Enfin, l’assimilation de l’homme avec la machine : « Tu es trois à ce poste-là » ; « on est comme des machines ». Une femme (une ouvrière) confirme en son direct et en mimant les gestes qui remplacent les mots, trouent la parole : Toujours un moment de… quand même, d’aller chercher… déjà… de… En plus on a toujours un mouvement de… non seulement les bras, mais les mains… Parce qu’on a le couteau.

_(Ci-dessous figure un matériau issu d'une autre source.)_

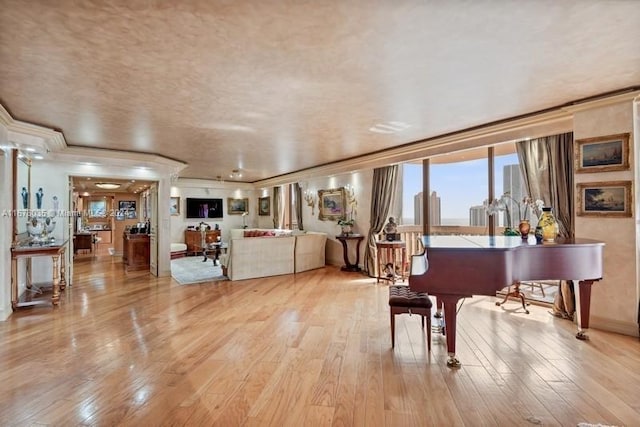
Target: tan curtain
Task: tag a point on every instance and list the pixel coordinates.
(382, 195)
(298, 195)
(547, 169)
(277, 207)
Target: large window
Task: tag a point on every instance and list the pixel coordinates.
(459, 188)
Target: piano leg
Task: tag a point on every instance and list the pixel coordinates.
(450, 303)
(583, 307)
(515, 293)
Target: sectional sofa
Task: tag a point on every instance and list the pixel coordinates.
(254, 253)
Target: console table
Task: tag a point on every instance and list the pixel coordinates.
(54, 249)
(391, 255)
(193, 239)
(135, 251)
(344, 239)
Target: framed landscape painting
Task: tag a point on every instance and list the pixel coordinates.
(331, 204)
(237, 206)
(264, 206)
(612, 199)
(602, 154)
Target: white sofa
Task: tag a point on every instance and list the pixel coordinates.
(278, 252)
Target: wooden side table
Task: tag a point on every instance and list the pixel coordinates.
(392, 259)
(344, 239)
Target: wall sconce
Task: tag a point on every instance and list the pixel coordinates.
(310, 198)
(350, 194)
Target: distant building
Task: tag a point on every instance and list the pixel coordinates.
(434, 208)
(417, 208)
(512, 183)
(478, 216)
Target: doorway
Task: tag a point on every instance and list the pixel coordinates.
(103, 210)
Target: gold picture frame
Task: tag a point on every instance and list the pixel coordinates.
(332, 204)
(604, 199)
(602, 154)
(264, 206)
(237, 206)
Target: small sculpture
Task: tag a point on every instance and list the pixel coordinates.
(25, 198)
(391, 229)
(39, 196)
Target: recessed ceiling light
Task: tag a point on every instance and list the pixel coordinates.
(389, 127)
(107, 185)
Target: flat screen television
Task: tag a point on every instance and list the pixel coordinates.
(204, 208)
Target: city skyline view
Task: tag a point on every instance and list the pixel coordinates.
(459, 186)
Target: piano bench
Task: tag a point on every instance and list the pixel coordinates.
(404, 300)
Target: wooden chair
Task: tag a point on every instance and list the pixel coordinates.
(403, 300)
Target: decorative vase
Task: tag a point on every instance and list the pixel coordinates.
(524, 227)
(538, 234)
(548, 225)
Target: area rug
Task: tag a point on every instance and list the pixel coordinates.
(190, 270)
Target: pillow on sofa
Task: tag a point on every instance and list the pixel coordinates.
(259, 233)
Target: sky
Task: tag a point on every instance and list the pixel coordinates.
(459, 185)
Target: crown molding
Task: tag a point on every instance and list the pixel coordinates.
(597, 102)
(525, 127)
(45, 139)
(212, 183)
(119, 158)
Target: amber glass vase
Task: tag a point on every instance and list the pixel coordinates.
(524, 227)
(548, 225)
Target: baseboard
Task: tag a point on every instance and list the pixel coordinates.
(609, 325)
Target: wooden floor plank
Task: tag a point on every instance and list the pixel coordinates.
(306, 349)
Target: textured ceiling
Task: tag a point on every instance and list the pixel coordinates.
(272, 87)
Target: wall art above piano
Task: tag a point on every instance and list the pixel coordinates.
(604, 199)
(602, 154)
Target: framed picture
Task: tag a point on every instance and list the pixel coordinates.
(127, 205)
(174, 206)
(127, 208)
(264, 206)
(237, 206)
(612, 199)
(602, 154)
(331, 204)
(97, 208)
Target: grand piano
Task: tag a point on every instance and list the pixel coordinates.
(463, 266)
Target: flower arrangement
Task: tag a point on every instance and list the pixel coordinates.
(344, 221)
(502, 204)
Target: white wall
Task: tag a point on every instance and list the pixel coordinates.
(361, 183)
(53, 176)
(200, 188)
(614, 303)
(6, 226)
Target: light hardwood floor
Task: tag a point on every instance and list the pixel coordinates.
(310, 349)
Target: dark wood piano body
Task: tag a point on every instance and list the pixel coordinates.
(462, 266)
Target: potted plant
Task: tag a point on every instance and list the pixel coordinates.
(346, 225)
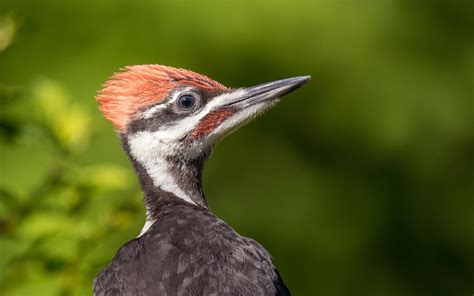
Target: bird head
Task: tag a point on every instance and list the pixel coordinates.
(168, 117)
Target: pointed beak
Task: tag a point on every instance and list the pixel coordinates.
(268, 92)
(231, 110)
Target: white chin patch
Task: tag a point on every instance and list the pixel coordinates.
(236, 121)
(151, 151)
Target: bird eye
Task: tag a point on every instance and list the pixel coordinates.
(186, 102)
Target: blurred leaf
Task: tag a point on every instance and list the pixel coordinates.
(8, 29)
(69, 123)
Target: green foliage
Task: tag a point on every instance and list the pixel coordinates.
(359, 183)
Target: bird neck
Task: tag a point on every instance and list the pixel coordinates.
(167, 177)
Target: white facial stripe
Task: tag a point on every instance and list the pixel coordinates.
(151, 151)
(151, 112)
(234, 122)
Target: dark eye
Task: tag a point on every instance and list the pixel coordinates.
(186, 102)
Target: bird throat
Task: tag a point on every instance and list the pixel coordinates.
(165, 176)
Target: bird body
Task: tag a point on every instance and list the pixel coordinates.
(168, 120)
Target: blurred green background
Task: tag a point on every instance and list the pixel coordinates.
(360, 183)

Plus loin, l’homme devient un hybride de la machine et de l’animal : On est cassé parce que notre machine à nous elle est… ou alors il faudrait qu’ils nous clonent. C’est ça il faudrait qu’ils arrivent à faire évoluer nos articulations en fonction des gestes qu’ils nous demandent de faire. […] Je me dis que ce n’est pas possible de continuer d’amener les gens à être des clones, des bêtes dans leur tête. […] on n’est pas des robots. Parce que quand on est robot, on n’est pas que robots, on est des humains.

Un homme, un ancien contremaître, dit au sujet des conséquences destructrices de la mécanisation de la chaîne : Tout d’un coup, on s’est retrouvé à se dire, et ben c’est comme Charlot […] ça va être plus pratique, et puis si ça va trop vite, on arrêtera le bouton […].

La machine détruit l’humain comme le montre Les Temps modernes (Modern Times, 1936), mais quand le marché et la machine s’emballent, Charlot, lui est assez libre pour « arrêter le bouton » et partir, quitte à partir en vrille… Même si Charles Chaplin, sans paroles ou presque, est parvenu à offrir l’une des représentions les plus marquantes de l’aliénation du travailleur de l’ère industrielle, il est encore en-deçà de la réalité.